LCR Honda rider Crutchlow recently secured a one-year extension to his factory contract with the Japanese manufacturer but said he is “positive” it will be his last in MotoGP.
The 32-year-old is already set to be the only British representative in MotoGP next year, as compatriots Bradley Smith and Scott Redding have not retained their seats at KTM and Aprilia respectively for 2019.
Smith is in contention to join Aprilia as a test rider, while Redding is exploring options in World Superbikes, Moto2 and even domestic Superbike series to further his career.
Asked if he was surprised at the slump in British riders, Crutchlow said: “I’m not surprised, not in the slightest.
“I’m good friends with Brad [Smith], I’m a big supporter of his, I think he does a good job in MotoGP.
“Unfortunately for him, he wasn’t fast enough in the two or three races this year he needed to be.
“But he is fast enough, that’s the difficult thing in MotoGP. If you’re not fast at the right time… it was two or three races, it’s so cut-throat here.

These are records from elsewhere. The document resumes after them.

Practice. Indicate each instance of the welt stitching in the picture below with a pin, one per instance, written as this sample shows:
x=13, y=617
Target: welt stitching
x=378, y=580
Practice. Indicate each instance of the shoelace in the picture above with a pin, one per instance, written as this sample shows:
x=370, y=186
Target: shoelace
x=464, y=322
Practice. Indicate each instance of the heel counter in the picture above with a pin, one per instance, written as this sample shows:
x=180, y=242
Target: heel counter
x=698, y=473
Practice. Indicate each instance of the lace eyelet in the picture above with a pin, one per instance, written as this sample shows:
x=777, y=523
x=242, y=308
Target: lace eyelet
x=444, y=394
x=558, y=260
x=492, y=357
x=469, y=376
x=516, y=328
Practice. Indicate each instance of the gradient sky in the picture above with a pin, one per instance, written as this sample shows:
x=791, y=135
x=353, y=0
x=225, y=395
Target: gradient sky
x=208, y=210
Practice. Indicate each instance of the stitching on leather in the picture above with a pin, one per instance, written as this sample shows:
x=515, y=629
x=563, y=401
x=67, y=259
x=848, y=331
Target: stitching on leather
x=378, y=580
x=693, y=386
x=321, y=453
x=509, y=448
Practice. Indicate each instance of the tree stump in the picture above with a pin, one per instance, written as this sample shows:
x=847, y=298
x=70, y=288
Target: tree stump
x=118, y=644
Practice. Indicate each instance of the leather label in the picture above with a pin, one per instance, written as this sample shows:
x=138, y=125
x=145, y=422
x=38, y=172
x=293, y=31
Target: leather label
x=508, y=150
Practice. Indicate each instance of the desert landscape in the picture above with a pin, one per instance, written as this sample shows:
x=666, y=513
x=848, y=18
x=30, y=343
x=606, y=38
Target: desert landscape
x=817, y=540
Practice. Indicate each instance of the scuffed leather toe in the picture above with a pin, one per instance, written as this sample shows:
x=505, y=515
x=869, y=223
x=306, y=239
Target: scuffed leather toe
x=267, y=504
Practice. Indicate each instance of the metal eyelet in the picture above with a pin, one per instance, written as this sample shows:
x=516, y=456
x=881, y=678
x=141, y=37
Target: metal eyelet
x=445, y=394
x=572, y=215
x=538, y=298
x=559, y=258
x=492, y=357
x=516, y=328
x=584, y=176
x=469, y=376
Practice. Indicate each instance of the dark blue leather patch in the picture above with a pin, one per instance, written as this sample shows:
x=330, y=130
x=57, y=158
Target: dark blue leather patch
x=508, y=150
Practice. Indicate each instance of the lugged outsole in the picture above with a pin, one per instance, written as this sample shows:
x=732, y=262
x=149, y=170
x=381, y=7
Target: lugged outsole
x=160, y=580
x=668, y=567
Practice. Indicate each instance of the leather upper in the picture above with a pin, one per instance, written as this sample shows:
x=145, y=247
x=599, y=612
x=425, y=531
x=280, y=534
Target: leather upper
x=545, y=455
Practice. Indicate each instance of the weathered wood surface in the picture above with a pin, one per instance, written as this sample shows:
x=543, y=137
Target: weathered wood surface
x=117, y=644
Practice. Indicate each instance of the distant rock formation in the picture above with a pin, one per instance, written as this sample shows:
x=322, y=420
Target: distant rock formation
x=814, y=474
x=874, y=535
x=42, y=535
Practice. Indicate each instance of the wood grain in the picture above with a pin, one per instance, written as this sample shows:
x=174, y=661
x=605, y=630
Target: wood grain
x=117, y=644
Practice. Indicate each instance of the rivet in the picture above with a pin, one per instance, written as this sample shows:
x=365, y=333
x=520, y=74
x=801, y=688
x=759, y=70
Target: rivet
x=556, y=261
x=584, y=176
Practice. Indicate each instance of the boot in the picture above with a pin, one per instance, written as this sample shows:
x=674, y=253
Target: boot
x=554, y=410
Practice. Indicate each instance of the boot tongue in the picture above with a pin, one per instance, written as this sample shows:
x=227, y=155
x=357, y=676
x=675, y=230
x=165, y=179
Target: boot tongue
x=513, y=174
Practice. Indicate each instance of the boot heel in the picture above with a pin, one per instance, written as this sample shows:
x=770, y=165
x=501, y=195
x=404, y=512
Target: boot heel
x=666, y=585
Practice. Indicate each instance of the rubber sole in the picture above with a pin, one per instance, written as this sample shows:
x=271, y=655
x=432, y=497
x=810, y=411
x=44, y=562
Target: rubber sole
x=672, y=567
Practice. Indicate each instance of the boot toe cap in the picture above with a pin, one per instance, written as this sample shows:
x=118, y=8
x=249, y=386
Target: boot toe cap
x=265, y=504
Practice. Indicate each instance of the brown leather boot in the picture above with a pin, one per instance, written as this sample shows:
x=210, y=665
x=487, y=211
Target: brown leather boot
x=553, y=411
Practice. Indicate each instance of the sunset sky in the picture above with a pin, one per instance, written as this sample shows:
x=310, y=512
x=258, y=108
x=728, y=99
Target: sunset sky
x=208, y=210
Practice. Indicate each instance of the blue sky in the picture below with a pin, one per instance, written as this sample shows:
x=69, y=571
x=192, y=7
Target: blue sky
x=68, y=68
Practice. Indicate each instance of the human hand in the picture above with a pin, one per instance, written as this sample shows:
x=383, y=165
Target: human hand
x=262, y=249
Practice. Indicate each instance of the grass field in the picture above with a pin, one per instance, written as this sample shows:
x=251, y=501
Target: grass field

“I would of course like to see Sam [Lowes, 2017 Aprilia rider] regain his form and be able to come back up [from Moto2], but it’s so difficult to see anybody else that’s going to come in those two years.
“We haven’t even got anyone in Moto3 at the moment that you would say is fantastic, and could come to MotoGP and be competitive.
“If they come here and they’re not competitive, they will be here for one year as well.”
MotoGP promoter Dorna established the British Talent Cup for 2018 in order to try and encourage more UK riders into grand prix racing, and also supports the British Talent Team that ran John McPhee in Moto3 last year.
Crutchlow said he was a supporter of the initiative but warned it could take years before it produces any rider capable of progressing to the pinnacle of grand prix racing.
“I’m a big supporter of the British Talent Cup, I try and help them guys, to bring the level of riders up in the UK,” said the Honda rider.
“But if I knew what to do, I would fix it, because I have the resources and money to fix it, if that’s what it took.
“We are doing that along with Honda, with Dorna, many things to get to a position where we have these guys to come through. But at the moment we don’t see them.
“It’s sad. I can only hope that somebody comes through, but unfortunately I don’t see it at the minute.”